A hard-knuckled look at the other half, this collection of lively poems mix a girl-about-town cockiness with an all-too-rare emotional honesty about men, love, and relationships. Whether the subject is a one-man chimney demolition, the lifelong fidelity of seahorses, a lover at war in Afghanistan, or a kickboxing match, Lahey confronts the enduring disconnect between the sexes in a language that is slangy and quick, punctuated with jabs. She eyes those moments— in a day, in a life— when the normal clues we rely on disappear, shifting the line between domesticity and danger.

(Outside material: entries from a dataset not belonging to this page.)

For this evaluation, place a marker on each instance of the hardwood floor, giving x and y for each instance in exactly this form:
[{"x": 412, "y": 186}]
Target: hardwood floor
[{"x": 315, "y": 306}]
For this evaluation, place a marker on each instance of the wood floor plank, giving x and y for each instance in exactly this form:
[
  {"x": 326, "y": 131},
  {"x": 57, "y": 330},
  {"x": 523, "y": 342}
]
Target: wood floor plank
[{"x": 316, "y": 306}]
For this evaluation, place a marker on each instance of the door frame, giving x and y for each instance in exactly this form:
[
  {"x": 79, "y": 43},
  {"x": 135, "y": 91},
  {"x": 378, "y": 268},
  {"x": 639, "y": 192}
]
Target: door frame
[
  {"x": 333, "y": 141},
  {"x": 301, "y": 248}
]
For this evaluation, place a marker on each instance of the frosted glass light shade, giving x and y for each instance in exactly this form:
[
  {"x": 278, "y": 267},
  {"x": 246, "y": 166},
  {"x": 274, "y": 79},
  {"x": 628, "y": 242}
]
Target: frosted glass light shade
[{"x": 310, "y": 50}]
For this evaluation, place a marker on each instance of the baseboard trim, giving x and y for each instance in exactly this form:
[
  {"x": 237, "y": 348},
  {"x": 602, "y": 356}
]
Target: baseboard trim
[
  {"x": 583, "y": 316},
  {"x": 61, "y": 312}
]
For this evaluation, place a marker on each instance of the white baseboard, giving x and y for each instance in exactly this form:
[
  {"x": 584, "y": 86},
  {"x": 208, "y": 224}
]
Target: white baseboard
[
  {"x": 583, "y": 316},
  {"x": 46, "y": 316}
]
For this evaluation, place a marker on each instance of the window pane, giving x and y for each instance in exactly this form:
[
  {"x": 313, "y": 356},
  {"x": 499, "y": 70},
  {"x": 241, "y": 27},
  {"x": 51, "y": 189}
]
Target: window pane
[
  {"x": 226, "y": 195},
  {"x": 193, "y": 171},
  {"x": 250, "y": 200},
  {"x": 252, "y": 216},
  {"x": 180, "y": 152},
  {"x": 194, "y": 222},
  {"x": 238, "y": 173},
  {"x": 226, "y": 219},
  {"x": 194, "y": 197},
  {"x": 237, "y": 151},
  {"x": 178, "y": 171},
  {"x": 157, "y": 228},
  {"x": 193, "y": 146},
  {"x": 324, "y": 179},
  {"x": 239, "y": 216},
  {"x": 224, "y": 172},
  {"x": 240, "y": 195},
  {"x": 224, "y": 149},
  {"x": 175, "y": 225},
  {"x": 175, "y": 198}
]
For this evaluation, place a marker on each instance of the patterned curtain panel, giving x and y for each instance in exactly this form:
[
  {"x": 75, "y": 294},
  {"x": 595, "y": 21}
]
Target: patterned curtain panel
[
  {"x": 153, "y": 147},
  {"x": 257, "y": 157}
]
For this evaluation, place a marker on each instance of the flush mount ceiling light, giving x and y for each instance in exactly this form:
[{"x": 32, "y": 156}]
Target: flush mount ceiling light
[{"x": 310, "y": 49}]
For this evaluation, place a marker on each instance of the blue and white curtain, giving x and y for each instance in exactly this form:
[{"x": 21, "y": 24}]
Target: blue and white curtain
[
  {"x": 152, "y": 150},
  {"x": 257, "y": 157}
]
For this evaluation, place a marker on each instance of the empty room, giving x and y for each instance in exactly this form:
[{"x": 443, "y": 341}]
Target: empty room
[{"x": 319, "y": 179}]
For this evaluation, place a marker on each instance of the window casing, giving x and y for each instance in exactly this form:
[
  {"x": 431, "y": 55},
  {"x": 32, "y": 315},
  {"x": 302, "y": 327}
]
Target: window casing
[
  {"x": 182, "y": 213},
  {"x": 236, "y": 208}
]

Anita Lahey’s second collection of poems, Spinning Side Kick, was released by Véhicule Press in 2011. Her first book, Out to Dry in Cape Breton (2006), was nominated for the Trillium Book Award for Poetry and the Ottawa Book Award, and she is a past winner of the Great Blue Heron Poetry Prize and the Ralph Gustafson Prize for Best Poem, among others. Her work has been shortlisted several times for the CBC Literary Award for Poetry. She served as editor of Arc Poetry Magazine from 2004 to 2011, and is also a journalist who has written on a wide range of topics for Canadian publications such as The Walrus, Cottage Life, Maisonneuve, Toronto Life, Reader’s Digest, Canadian Geographic, Quill & Quire and several others. A former resident of Ottawa, Montreal and Fredericton, she lives in Toronto.
This is such a wonderful, accessible and meaningful collection. And there are many laughs as well.
I particularly enjoyed how Anita integrated historical views with current environmental concerns, especially "Don River: Crossings and Expeditions." It was so skillfully done.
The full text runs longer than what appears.